Reputation: 21
friends! I have a question about processing with multiple gpu. I'm using 4 gpus and tried simple A^n + B^n example in 3 way like below.
Single GPU
with tf.device('/gpu:0'):
....tf.matpow codes...
Multiple GPU
with tf.device('/gpu:0'):
....tf.matpow codes...
with tf.device('/gpu:1'):
....tf.matpow codes...
No specific gpu designated (I think maybe all of gpu used)
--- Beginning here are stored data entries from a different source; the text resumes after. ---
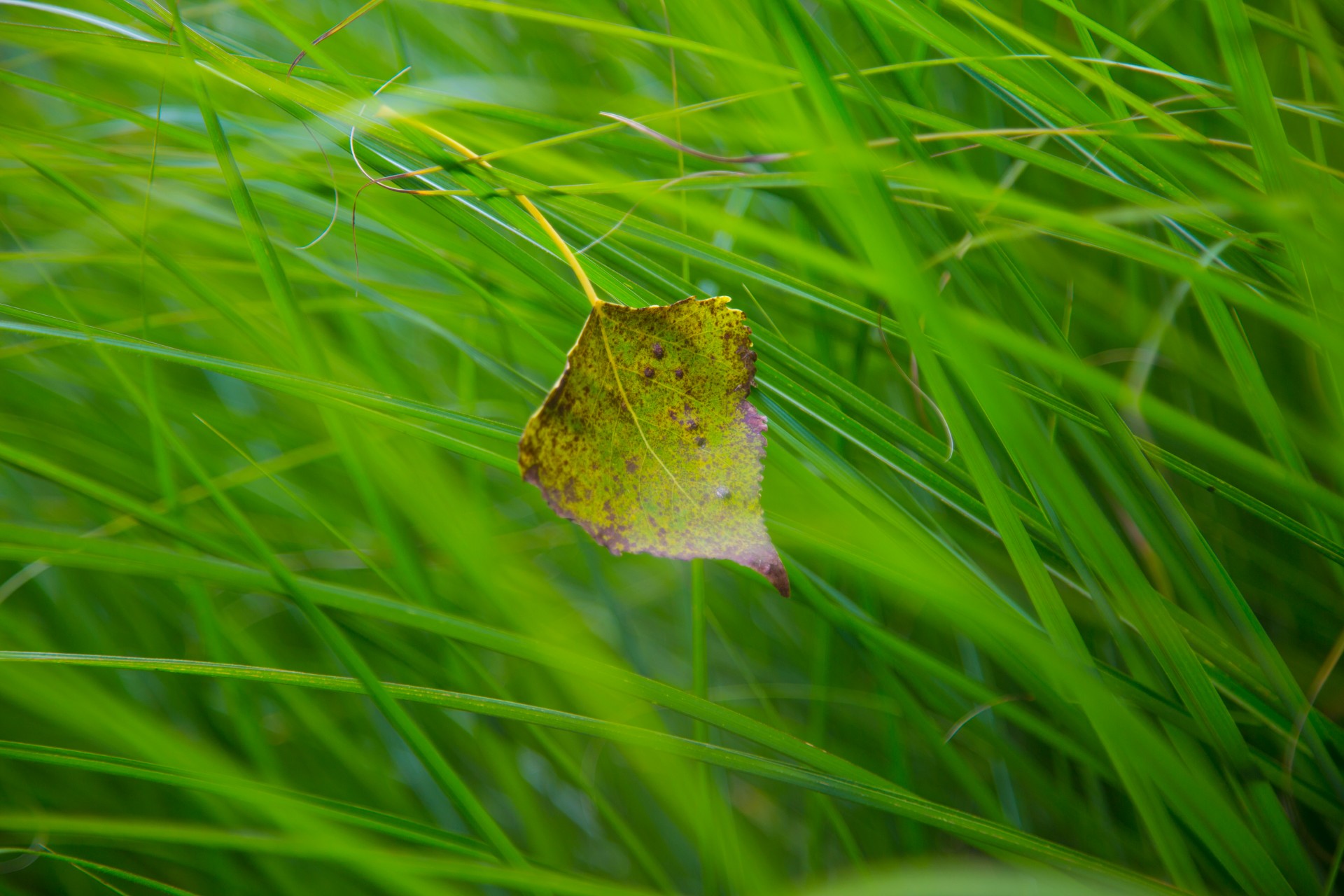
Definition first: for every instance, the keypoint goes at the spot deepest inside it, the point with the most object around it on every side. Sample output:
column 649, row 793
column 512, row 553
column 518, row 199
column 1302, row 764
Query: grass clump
column 1047, row 308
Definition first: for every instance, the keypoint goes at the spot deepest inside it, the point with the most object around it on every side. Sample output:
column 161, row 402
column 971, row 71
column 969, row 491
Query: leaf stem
column 566, row 253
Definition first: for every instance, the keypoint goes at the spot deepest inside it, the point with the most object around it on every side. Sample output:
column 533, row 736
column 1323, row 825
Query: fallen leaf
column 648, row 440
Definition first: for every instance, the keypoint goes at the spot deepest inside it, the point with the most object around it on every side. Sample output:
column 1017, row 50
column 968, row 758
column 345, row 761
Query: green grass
column 277, row 614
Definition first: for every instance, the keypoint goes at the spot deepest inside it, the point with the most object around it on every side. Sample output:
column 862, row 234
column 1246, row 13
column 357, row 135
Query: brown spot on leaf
column 673, row 508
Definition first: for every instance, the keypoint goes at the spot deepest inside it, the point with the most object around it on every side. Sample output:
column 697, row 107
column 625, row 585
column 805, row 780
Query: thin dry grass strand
column 961, row 723
column 699, row 153
column 331, row 175
column 654, row 192
column 914, row 386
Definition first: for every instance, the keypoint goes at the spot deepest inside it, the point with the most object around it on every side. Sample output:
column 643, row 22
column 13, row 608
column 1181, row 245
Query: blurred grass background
column 1047, row 304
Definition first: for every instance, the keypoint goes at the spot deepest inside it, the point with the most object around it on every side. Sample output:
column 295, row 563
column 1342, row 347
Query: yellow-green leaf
column 648, row 440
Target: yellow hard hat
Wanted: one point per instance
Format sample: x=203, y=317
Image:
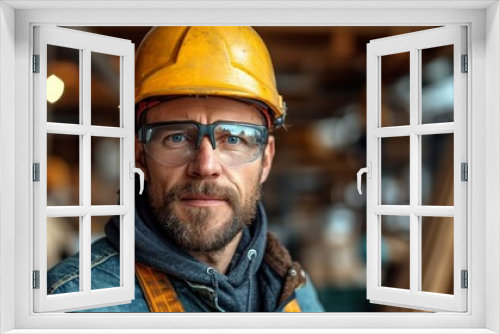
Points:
x=221, y=61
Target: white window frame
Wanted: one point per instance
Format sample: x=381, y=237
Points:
x=414, y=44
x=85, y=44
x=16, y=128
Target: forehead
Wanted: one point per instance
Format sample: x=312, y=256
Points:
x=204, y=110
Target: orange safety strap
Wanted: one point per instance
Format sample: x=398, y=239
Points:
x=292, y=306
x=161, y=296
x=158, y=290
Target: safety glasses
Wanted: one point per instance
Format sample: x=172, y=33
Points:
x=176, y=143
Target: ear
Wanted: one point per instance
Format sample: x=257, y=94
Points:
x=267, y=159
x=140, y=159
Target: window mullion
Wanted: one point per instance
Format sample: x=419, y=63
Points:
x=85, y=160
x=414, y=170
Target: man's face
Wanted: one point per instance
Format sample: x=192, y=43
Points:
x=203, y=204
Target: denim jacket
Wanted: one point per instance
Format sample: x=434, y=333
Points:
x=260, y=277
x=64, y=278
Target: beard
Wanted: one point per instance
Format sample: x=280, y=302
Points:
x=204, y=229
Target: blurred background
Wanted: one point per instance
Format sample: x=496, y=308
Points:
x=311, y=197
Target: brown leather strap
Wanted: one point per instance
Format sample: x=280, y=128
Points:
x=158, y=290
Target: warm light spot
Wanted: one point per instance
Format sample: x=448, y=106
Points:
x=55, y=88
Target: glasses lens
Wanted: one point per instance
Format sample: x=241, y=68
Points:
x=175, y=144
x=172, y=144
x=238, y=144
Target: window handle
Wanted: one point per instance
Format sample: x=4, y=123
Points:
x=138, y=171
x=368, y=171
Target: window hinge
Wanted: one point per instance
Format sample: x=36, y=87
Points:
x=464, y=172
x=36, y=63
x=36, y=172
x=465, y=64
x=36, y=279
x=465, y=279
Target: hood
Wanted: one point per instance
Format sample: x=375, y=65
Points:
x=155, y=249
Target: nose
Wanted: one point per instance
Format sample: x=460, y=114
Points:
x=205, y=163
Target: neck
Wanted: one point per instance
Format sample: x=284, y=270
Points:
x=219, y=260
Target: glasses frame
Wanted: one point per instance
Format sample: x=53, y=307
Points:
x=203, y=130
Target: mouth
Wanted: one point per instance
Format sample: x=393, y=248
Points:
x=202, y=200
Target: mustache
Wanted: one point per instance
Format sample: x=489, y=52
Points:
x=204, y=188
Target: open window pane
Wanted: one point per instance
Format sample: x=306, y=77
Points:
x=395, y=94
x=395, y=252
x=63, y=170
x=437, y=84
x=437, y=254
x=63, y=85
x=106, y=157
x=437, y=170
x=63, y=241
x=105, y=91
x=434, y=153
x=395, y=167
x=63, y=152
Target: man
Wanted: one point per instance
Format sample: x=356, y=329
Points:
x=206, y=102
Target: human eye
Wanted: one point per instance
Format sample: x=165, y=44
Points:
x=175, y=138
x=234, y=140
x=171, y=138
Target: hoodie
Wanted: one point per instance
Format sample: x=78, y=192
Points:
x=246, y=287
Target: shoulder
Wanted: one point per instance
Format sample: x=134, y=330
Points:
x=105, y=266
x=307, y=297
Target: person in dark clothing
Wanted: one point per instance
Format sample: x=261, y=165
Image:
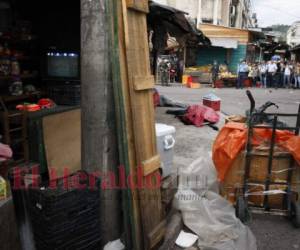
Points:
x=278, y=75
x=215, y=71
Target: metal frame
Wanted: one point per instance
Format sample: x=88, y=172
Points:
x=286, y=206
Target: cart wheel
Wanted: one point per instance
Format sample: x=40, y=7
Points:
x=295, y=214
x=241, y=209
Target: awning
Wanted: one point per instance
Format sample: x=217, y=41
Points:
x=224, y=42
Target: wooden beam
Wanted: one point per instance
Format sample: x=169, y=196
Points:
x=143, y=82
x=99, y=141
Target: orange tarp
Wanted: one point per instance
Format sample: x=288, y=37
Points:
x=232, y=140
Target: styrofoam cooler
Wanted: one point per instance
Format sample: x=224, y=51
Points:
x=165, y=136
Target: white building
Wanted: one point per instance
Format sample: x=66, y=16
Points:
x=229, y=13
x=293, y=34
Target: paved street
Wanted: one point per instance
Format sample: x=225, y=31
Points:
x=272, y=233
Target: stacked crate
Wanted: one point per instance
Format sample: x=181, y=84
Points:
x=64, y=216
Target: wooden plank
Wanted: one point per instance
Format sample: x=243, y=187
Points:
x=138, y=5
x=132, y=223
x=139, y=109
x=62, y=138
x=157, y=234
x=99, y=133
x=151, y=165
x=143, y=82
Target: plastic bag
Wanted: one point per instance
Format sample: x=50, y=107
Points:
x=199, y=176
x=197, y=114
x=232, y=139
x=206, y=213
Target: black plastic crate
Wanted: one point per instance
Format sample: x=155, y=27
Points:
x=66, y=94
x=66, y=218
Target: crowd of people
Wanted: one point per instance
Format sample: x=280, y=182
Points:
x=271, y=74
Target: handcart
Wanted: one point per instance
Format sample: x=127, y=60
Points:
x=290, y=205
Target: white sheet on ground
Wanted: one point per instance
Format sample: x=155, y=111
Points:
x=207, y=214
x=185, y=240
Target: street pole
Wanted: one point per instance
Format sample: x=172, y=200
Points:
x=99, y=142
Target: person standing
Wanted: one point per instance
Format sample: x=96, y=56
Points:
x=243, y=71
x=297, y=75
x=287, y=75
x=215, y=71
x=263, y=73
x=271, y=69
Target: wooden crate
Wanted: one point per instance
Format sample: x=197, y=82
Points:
x=258, y=173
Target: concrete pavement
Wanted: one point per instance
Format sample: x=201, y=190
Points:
x=272, y=232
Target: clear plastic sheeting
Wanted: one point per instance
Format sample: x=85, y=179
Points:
x=206, y=213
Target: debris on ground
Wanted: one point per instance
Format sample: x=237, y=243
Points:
x=186, y=240
x=206, y=213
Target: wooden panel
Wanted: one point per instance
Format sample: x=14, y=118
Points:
x=157, y=234
x=212, y=31
x=143, y=83
x=151, y=165
x=138, y=5
x=139, y=109
x=62, y=138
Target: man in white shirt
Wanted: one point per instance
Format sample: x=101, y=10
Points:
x=243, y=71
x=262, y=68
x=287, y=75
x=271, y=69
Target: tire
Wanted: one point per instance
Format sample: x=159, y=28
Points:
x=241, y=209
x=295, y=214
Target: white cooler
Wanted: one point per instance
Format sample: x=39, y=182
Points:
x=165, y=136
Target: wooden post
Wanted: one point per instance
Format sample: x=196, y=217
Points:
x=99, y=142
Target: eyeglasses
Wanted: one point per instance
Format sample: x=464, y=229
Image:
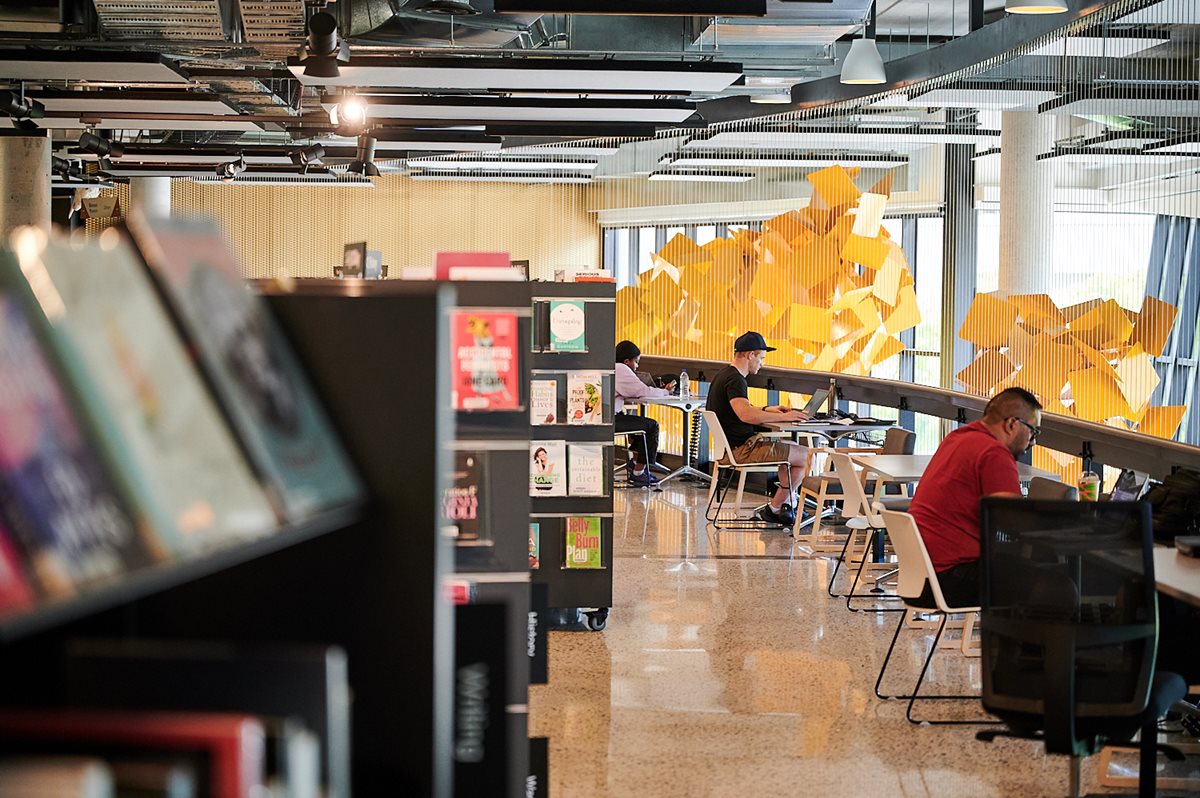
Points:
x=1033, y=431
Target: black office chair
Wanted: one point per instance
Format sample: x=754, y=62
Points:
x=1069, y=625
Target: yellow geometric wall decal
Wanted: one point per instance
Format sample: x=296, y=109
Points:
x=1093, y=360
x=828, y=297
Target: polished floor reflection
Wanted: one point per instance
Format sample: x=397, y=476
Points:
x=727, y=670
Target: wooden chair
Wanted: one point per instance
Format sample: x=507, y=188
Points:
x=724, y=460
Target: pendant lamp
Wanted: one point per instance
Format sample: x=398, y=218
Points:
x=863, y=64
x=1035, y=6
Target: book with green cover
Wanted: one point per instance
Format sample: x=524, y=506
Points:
x=582, y=544
x=149, y=405
x=253, y=371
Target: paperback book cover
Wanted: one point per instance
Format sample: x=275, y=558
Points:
x=547, y=468
x=585, y=397
x=462, y=499
x=16, y=593
x=72, y=523
x=582, y=549
x=120, y=348
x=567, y=325
x=484, y=361
x=586, y=469
x=543, y=402
x=257, y=378
x=534, y=545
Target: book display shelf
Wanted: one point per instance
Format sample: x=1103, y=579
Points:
x=225, y=651
x=486, y=511
x=571, y=391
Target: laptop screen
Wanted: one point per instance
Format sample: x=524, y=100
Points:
x=819, y=399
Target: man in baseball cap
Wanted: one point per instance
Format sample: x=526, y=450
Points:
x=727, y=397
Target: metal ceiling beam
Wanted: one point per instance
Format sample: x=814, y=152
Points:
x=988, y=42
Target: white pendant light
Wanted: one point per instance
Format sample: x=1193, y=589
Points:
x=1035, y=6
x=863, y=64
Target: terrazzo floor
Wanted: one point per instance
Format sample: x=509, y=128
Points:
x=727, y=670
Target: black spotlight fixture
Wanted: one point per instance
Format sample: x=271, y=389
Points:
x=450, y=7
x=364, y=160
x=18, y=106
x=231, y=169
x=101, y=145
x=306, y=156
x=324, y=48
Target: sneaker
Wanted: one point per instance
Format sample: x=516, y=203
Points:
x=646, y=479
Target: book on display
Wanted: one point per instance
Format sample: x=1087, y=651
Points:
x=462, y=499
x=75, y=526
x=484, y=361
x=586, y=469
x=543, y=402
x=585, y=397
x=567, y=325
x=135, y=377
x=16, y=593
x=582, y=545
x=257, y=378
x=547, y=468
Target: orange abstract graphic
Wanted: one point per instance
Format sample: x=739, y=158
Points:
x=825, y=285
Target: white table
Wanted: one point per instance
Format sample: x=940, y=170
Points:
x=910, y=468
x=1176, y=575
x=687, y=406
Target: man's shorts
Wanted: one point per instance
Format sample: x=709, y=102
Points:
x=762, y=450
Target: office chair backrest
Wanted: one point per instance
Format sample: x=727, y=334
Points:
x=1068, y=617
x=1049, y=489
x=899, y=441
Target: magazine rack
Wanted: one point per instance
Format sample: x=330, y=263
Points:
x=370, y=582
x=588, y=589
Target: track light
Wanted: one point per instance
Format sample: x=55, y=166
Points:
x=1036, y=6
x=21, y=107
x=323, y=48
x=349, y=115
x=863, y=64
x=306, y=156
x=364, y=160
x=101, y=145
x=231, y=169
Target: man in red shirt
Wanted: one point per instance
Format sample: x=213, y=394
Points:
x=973, y=461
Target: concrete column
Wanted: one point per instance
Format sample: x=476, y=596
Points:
x=1026, y=203
x=150, y=197
x=24, y=183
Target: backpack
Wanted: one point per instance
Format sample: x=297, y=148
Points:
x=1175, y=505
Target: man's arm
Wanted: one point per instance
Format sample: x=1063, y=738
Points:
x=751, y=414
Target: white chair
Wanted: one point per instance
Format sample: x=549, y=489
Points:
x=916, y=571
x=723, y=459
x=861, y=517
....just tf.matpow codes...
when tried this, the result was incomprehensible. the result was 1. single gpu : 6.x seconds 2. multiple gpu(2 gpus) : 2.x seconds 3. no specific gpu designated(maybe 4 gpus) : 4.x seconds
I cannot understand why #2 is faster than #3. Anyone can help me?
Thanks.
Upvotes: 2
Views: 2341
Reputation: 44
In the third code sample (where no GPU was designated) Tensorflow didn't use all of your GPUs. By default if Tensorflow can find a GPU ("/gpu:0") to use it assigns as many calculations as possible to that GPU. You would need to tell it specifically that you want want it to use all 4 like you did in the second code sample.
From the Tensorflow documentation:
If you have more than one GPU in your system, the GPU with the lowest ID will be selected by default. If you would like to run on a different GPU, you will need to specify the preference explicitly:
with tf.device('/gpu:2'):
tf code here
Upvotes: 1
Reputation: 639
While the Tensorflow scheduler works well for single GPUs, it is not as good at optimizing the placement of computations on multiple GPUs yet. (Although it is being worked on presently.) Without further details, it's hard to know exactly what's going on. To get a get a better picture, you can log where the computations are actually being placed by the scheduler. You can do this by setting the log_device_placement
flag on when creating the tf.Session
:
# Creates a session with log_device_placement set to True.
sess = tf.Session(config=tf.ConfigProto(log_device_placement=True))
Upvotes: 2